Release: v1.0 — Multi-Modal Biometric Authentication System
Overview
A real-time access control system that authenticates users by fusing three independent verification channels — face recognition, speaker verification, and a spoken password — into a single deep learning decision. Built as a Deep Learning capstone project.
The system implements a multi-gate security pipeline with defense in depth: an attacker must simultaneously defeat all channels to gain access. Failure at any gate terminates the attempt early.
Architecture
User → Gate 1: Voice Password (Google STT + fuzzy match)
↓ pass
Gate 2: Biometric Capture
├── Face → MTCNN → FaceNet (VGGFace2) → 512-dim embedding
└── Voice → ECAPA-TDNN (VoxCeleb) → 192-dim embedding
↓
Liveness Check (blink detection via EAR + head pose via solvePnP)
↓ pass
Gate 3: Late Fusion MLP (704-dim → 256 → 128 → 4 classes)
↓
3-Tier Confidence Decision → ACCESS GRANTED / DENIED
Decision logic:
- ≥ 85% confidence → Immediate access
- 50–85% → Gray area: cosine similarity fallback against enrolled profiles (both face ≥ 0.4 and voice ≥ 0.4 must pass)
- < 50% or "unknown" → Access denied
Results
| Metric | Value |
|---|---|
| Test Accuracy | 99.5% (376/378 samples) |
| David | 100% |
| Itzhak | 100% |
| Yossi | 100% |
| Unknown Detection | 98% recall, 100% precision |
Key Technical Highlights
- Transfer learning — Frozen pretrained backbones (InceptionResnetV1 on VGGFace2 with 3.3M faces, ECAPA-TDNN on VoxCeleb with 7000+ speakers) used as feature extractors. No fine-tuning required.
- Leakage-free data splitting — Train/val/test splits happen per-person, per-modality, before creating face-voice pairs. No embedding appears in more than one set.
- Cross-modal spoofing detection — Mismatched face+voice pairs (e.g., David's face + Yossi's voice) are trained as the "unknown" class, teaching the model that face-voice correlation matters.
- BatchNorm in fusion — Essential for handling the ~800x variance mismatch between voice (192-d, std ~16) and face (512-d, std ~0.02) embeddings. Without it, voice dimensions dominate.
- Liveness detection — Blink detection (Eye Aspect Ratio via MediaPipe) and head pose variation (solvePnP) block photo prints and video replay attacks. OR logic: either check passing is sufficient.
- Audio reuse — The password recording is reused for voice embedding extraction.

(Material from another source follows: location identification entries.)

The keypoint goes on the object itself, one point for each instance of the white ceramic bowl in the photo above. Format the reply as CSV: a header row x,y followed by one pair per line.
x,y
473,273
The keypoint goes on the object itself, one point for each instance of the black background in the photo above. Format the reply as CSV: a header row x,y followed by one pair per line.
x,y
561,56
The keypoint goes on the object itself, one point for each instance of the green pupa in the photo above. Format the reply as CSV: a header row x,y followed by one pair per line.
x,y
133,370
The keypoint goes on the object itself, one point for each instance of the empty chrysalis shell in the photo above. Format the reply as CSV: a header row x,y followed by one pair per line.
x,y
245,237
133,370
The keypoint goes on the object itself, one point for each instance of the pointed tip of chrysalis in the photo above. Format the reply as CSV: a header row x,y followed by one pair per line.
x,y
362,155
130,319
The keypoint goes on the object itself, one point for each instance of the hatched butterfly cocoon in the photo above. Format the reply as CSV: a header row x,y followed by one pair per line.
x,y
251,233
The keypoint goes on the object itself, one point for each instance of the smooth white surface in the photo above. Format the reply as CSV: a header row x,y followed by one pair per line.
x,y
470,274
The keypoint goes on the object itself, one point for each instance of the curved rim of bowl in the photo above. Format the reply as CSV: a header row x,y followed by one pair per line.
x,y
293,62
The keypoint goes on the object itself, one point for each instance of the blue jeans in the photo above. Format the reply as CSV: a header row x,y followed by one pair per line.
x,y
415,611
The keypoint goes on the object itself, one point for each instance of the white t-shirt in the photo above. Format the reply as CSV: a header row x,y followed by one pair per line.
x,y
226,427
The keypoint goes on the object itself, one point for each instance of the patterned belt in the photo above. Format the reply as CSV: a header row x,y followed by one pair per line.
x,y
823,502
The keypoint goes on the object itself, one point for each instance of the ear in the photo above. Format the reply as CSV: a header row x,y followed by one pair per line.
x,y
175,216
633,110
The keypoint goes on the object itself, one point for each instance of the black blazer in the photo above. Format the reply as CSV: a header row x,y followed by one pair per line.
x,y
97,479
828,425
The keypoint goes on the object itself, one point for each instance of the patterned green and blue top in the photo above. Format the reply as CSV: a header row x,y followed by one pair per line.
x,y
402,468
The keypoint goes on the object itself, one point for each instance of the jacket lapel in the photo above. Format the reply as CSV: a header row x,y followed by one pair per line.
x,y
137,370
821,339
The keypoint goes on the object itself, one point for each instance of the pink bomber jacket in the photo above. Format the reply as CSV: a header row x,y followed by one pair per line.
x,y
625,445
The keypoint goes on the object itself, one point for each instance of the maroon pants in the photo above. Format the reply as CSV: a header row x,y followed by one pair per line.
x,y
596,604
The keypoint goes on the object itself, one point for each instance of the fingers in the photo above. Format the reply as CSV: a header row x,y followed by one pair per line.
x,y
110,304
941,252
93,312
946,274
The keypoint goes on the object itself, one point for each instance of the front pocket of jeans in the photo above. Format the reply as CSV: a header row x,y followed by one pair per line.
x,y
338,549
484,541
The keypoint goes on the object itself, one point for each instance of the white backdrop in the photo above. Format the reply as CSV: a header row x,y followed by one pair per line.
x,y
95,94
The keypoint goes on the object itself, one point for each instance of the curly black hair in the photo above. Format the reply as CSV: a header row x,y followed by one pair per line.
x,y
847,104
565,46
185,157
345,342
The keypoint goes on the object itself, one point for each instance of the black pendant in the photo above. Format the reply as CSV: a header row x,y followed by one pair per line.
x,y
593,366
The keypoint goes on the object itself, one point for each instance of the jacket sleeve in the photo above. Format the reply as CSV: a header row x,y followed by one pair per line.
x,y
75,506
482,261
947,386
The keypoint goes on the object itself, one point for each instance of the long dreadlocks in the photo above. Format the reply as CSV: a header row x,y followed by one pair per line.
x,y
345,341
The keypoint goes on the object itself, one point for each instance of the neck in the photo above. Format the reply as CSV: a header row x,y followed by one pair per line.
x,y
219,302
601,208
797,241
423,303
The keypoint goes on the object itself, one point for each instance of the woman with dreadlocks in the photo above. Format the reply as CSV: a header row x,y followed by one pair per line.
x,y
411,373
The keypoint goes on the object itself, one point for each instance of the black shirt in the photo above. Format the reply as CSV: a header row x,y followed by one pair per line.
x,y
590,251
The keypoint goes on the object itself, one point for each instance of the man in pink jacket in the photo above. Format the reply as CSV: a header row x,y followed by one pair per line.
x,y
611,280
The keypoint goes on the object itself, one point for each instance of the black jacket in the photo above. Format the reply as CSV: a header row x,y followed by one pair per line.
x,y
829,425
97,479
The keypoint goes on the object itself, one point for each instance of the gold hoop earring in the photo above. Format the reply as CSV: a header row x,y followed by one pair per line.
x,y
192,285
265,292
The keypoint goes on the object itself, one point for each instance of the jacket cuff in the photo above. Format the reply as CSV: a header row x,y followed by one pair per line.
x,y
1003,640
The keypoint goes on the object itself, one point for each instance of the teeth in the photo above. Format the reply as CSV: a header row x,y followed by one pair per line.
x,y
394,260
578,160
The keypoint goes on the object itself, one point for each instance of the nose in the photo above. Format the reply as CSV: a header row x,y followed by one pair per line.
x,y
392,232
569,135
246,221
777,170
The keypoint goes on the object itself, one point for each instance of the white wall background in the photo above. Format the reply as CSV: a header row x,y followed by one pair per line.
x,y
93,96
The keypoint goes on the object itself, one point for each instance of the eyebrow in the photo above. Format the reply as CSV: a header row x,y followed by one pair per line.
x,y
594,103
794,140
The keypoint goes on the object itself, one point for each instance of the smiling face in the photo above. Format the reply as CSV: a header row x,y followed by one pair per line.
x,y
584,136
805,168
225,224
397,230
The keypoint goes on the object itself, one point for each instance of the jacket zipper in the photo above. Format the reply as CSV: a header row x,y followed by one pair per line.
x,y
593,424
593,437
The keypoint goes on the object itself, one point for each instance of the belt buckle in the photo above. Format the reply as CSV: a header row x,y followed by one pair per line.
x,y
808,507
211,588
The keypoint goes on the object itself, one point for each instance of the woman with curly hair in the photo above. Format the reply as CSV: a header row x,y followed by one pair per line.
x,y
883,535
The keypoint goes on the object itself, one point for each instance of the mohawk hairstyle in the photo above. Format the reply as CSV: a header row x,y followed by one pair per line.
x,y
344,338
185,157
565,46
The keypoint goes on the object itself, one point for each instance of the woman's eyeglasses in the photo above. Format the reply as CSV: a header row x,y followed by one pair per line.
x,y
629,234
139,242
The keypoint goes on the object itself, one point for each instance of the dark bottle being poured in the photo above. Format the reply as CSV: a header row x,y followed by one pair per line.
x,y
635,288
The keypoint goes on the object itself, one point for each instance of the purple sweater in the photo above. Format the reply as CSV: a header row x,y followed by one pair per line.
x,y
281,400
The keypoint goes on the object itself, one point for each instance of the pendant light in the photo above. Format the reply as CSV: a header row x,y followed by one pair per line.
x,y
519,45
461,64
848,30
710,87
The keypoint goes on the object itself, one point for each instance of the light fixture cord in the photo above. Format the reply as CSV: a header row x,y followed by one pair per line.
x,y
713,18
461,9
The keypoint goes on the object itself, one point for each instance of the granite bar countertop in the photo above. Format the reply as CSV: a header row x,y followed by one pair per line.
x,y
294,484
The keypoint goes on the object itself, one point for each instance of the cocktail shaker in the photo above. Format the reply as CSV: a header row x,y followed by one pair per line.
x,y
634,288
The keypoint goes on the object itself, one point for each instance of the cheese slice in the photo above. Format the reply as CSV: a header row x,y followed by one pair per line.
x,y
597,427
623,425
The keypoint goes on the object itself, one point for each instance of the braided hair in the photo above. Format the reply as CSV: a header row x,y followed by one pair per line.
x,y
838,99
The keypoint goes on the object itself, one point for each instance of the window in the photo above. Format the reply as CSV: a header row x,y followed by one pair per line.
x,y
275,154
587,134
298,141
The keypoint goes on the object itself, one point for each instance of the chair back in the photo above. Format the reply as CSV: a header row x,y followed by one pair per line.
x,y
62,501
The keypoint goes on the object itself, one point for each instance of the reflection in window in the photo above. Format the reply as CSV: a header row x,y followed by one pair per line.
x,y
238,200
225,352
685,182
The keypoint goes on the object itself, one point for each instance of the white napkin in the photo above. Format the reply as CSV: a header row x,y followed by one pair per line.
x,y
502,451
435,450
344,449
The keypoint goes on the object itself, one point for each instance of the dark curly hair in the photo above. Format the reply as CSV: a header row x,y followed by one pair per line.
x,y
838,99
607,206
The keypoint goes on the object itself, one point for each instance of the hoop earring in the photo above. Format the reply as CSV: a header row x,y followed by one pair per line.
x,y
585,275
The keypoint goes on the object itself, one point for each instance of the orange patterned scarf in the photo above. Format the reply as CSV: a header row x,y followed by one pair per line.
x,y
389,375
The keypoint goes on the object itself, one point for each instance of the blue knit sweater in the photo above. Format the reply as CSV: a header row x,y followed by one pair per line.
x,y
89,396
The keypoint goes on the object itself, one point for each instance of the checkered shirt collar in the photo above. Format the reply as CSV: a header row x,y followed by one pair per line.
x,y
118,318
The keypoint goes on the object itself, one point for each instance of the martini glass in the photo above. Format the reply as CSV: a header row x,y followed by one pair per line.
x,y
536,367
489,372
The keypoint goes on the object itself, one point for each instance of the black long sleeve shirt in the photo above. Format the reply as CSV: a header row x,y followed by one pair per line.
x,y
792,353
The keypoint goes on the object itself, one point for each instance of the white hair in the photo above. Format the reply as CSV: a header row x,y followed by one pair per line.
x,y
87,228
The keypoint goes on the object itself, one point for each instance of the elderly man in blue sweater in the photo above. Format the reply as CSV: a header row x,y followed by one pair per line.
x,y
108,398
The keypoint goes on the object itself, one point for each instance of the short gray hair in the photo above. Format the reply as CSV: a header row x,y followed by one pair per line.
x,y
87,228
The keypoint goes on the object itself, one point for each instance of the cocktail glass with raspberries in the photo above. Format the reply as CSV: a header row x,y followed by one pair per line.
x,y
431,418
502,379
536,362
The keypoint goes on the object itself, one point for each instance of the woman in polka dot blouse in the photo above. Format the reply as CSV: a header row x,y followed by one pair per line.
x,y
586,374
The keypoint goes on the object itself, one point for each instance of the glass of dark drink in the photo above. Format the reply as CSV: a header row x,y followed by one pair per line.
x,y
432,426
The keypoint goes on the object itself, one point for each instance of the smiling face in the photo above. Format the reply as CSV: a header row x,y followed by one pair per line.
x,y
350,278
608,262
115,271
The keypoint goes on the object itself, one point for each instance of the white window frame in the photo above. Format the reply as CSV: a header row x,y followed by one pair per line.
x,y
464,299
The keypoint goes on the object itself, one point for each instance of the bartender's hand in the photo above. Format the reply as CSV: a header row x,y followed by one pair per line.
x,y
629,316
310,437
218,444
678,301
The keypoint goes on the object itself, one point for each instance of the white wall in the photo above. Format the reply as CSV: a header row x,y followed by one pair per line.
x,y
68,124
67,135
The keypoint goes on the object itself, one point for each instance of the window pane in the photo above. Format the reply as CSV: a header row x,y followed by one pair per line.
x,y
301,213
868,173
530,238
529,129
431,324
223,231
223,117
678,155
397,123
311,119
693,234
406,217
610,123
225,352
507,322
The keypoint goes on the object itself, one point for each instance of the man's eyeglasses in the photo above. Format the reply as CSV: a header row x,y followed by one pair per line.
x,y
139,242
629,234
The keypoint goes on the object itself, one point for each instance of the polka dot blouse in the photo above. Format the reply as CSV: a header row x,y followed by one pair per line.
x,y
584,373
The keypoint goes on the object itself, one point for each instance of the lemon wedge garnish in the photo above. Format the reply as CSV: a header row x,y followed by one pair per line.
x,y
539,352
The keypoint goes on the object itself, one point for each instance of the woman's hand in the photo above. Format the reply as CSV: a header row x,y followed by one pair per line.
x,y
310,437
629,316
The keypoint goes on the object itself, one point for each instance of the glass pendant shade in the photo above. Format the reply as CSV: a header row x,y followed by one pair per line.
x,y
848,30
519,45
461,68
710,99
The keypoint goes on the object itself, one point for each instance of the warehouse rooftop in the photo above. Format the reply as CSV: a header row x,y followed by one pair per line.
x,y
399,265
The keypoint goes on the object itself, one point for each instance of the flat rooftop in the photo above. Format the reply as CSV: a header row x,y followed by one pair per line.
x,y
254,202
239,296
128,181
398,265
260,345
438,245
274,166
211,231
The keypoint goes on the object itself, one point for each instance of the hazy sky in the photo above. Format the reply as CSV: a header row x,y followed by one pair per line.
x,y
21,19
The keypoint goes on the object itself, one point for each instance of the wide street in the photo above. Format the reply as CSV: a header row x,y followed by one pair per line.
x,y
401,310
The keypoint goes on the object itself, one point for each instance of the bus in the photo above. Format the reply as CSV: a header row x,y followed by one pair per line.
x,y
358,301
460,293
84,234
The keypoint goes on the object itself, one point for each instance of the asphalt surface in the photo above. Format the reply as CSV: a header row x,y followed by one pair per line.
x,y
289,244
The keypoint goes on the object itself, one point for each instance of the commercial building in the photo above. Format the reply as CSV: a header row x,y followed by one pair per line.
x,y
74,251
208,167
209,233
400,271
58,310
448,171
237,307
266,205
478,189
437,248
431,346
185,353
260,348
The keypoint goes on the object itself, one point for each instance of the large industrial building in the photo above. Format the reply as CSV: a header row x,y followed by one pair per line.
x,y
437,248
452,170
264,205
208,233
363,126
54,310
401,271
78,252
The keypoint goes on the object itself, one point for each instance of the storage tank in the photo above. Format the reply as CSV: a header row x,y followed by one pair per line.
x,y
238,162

The user speaks only once.
- Class-weighted loss — Inverse-frequency weighting handles unequal sample counts across users.
- Full reproducibility — All RNG seeds fixed (Python, NumPy, PyTorch CPU/CUDA), CuDNN deterministic mode enabled.
Data Pipeline
- Face: ~30 raw photos/person → MTCNN preprocessing (detection, alignment, 160x160 crop) → 15x augmentation (flip, rotation, brightness, blur, cutout, noise, perspective) → ~480 images/person → FaceNet 512-d embeddings
- Voice: ~30 raw clips/person → 16kHz resampling, silence trim, normalization → 3x augmentation (noise, pitch shift, speed perturbation) → ~120 clips/person → ECAPA-TDNN 192-d embeddings
- Enrollment: Mean embedding per person per modality, L2-normalized onto the unit hypersphere
What's Included
- Complete data preparation pipeline (preprocessing, augmentation, embedding extraction, enrollment)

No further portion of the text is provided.